Elizabeth would have let Mary feel the baby leaping for joy in her womb, and suddenly Mary’s own pregnancy would have felt real. With our first baby, until she started to move, I felt as though she lived inside the ultrasound box at the hospital; only when I felt her move was I sure that she was really there.
I wanted the Response to feel like a natural spill-over of all the excitement in the verses. I think it does quite effectively in the (new) CAN version. The Response is tricky, because it starts with an unstressed syllable, but you don’t want to take the congregation by surprise; so that’s why the OZ and UK versions have a tiny introduction, which is rare for me, but seemed to work here. The US one is straightforward.

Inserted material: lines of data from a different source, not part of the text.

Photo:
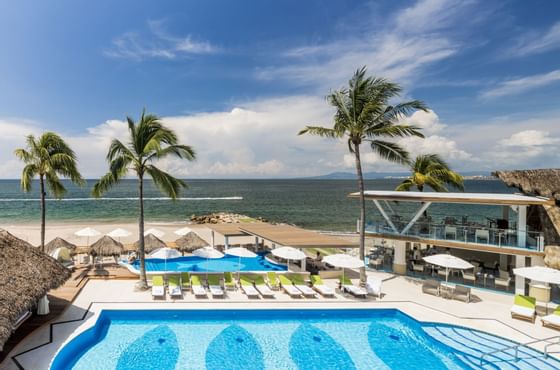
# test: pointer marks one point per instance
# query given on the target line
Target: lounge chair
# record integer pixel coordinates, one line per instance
(300, 284)
(174, 286)
(524, 308)
(246, 284)
(320, 286)
(347, 286)
(229, 282)
(158, 288)
(552, 320)
(215, 286)
(431, 286)
(373, 286)
(289, 287)
(185, 281)
(272, 280)
(197, 287)
(462, 292)
(261, 286)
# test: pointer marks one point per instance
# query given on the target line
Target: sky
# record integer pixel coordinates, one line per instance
(238, 79)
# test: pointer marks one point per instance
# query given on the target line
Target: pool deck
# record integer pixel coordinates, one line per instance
(489, 312)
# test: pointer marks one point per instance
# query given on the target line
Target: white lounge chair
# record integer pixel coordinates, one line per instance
(373, 286)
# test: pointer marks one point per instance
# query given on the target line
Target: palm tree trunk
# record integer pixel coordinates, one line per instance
(43, 212)
(362, 211)
(142, 284)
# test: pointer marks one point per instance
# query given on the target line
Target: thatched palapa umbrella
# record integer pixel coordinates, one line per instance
(151, 243)
(59, 243)
(26, 275)
(190, 242)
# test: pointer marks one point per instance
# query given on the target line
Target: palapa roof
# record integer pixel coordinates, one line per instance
(26, 274)
(106, 246)
(58, 242)
(151, 243)
(189, 242)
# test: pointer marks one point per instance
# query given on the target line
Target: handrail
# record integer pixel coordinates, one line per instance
(516, 346)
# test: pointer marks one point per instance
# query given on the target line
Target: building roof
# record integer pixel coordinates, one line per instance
(26, 274)
(465, 198)
(294, 236)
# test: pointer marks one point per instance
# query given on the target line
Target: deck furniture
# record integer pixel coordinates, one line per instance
(524, 308)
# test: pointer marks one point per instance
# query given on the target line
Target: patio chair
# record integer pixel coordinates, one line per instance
(462, 292)
(431, 286)
(174, 286)
(552, 320)
(262, 288)
(197, 287)
(320, 286)
(347, 286)
(158, 287)
(247, 287)
(524, 308)
(215, 286)
(289, 287)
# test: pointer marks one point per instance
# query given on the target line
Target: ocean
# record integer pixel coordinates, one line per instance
(313, 204)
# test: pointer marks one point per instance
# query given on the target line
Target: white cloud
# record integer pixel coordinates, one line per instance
(157, 44)
(519, 85)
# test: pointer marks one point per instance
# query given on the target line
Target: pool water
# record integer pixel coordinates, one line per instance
(281, 339)
(193, 263)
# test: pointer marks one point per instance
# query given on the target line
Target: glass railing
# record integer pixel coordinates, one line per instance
(462, 233)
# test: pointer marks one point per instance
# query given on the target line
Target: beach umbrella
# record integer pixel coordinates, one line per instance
(240, 252)
(59, 243)
(288, 253)
(151, 243)
(87, 232)
(190, 242)
(155, 232)
(343, 261)
(183, 231)
(449, 262)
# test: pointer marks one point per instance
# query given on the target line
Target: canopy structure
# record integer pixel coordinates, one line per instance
(107, 246)
(190, 242)
(26, 275)
(539, 273)
(151, 243)
(59, 243)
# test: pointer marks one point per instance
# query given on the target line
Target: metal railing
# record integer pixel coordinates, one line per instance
(526, 345)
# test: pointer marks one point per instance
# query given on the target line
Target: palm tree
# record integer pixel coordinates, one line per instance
(48, 157)
(364, 114)
(431, 170)
(149, 141)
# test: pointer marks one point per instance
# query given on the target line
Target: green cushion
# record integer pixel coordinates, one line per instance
(525, 301)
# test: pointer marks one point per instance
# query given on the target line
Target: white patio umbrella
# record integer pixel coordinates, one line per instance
(87, 232)
(343, 261)
(240, 252)
(288, 253)
(208, 253)
(449, 262)
(183, 231)
(155, 232)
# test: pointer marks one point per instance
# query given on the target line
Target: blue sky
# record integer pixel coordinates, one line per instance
(237, 79)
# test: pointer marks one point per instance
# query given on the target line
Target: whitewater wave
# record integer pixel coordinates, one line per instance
(116, 199)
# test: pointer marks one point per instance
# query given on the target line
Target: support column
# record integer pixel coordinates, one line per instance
(519, 281)
(399, 259)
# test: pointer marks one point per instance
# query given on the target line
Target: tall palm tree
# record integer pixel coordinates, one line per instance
(149, 141)
(48, 157)
(364, 114)
(431, 170)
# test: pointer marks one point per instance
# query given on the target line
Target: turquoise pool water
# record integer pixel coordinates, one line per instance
(283, 339)
(197, 264)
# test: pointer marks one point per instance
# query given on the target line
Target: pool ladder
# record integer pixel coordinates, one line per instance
(551, 342)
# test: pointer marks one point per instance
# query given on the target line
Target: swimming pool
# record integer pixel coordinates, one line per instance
(198, 264)
(283, 339)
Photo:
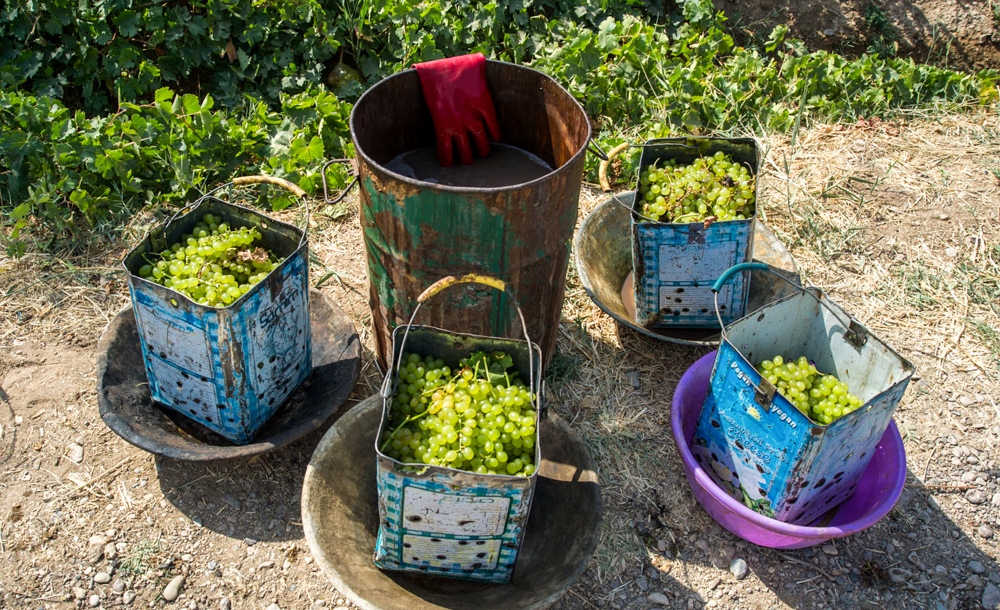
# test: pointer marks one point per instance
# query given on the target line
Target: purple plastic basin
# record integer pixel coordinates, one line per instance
(877, 492)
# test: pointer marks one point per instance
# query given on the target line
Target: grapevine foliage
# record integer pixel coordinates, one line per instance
(110, 105)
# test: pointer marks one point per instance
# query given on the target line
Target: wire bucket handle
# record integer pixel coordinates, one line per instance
(244, 181)
(443, 284)
(856, 333)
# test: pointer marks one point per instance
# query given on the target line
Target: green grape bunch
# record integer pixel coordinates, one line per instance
(214, 265)
(712, 188)
(822, 398)
(479, 418)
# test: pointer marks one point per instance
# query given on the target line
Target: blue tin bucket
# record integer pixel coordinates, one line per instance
(677, 263)
(228, 368)
(757, 445)
(442, 521)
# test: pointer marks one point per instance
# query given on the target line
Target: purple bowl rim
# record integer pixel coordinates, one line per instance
(787, 529)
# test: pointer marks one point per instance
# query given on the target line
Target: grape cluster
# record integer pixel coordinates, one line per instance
(710, 188)
(822, 398)
(478, 418)
(213, 265)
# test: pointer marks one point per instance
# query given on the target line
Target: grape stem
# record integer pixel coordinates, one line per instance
(409, 419)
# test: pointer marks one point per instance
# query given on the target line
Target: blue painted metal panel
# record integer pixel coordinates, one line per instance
(447, 522)
(765, 452)
(227, 368)
(676, 264)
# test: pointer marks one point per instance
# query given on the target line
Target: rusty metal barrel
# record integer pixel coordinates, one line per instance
(417, 231)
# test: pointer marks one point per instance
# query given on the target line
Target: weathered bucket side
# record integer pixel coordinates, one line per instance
(760, 447)
(227, 368)
(445, 521)
(416, 232)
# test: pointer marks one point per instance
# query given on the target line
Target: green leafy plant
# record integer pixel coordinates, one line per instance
(108, 107)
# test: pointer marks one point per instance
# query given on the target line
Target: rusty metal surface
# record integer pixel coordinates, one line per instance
(126, 407)
(340, 519)
(417, 232)
(604, 263)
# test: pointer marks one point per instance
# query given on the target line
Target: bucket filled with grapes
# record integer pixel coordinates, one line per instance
(220, 295)
(692, 219)
(800, 396)
(457, 451)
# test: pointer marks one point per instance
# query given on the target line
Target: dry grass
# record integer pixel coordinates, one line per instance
(897, 222)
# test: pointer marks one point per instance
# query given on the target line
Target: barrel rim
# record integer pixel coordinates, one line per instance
(564, 168)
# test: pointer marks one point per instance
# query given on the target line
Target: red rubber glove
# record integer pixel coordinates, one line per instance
(461, 106)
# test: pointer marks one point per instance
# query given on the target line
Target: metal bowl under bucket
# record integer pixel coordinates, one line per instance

Hard to find a picture of Mary singing it
It’s really difficult to find a good image of Mary and the Magnificat. If you look at the covers for the different musical recordings of it, they show soulful, ethereal females, actually a bit wishy-washy and almost without exception with their mouth shut; even sometimes male figures (Christ or the composer). What they do not show is a woman speaking, chanting or singing aloud in the fulness of joy. I think this is a pity, as in the Magnificat we have an unafraid female voice just celebrating God’s greatness. Sing it with joy and conviction. This is not a silent blonde, with clasped hands, and eyes raised to heaven. This is a real woman, who is so happy she can’t not sing. What a wonderful, heartening role model.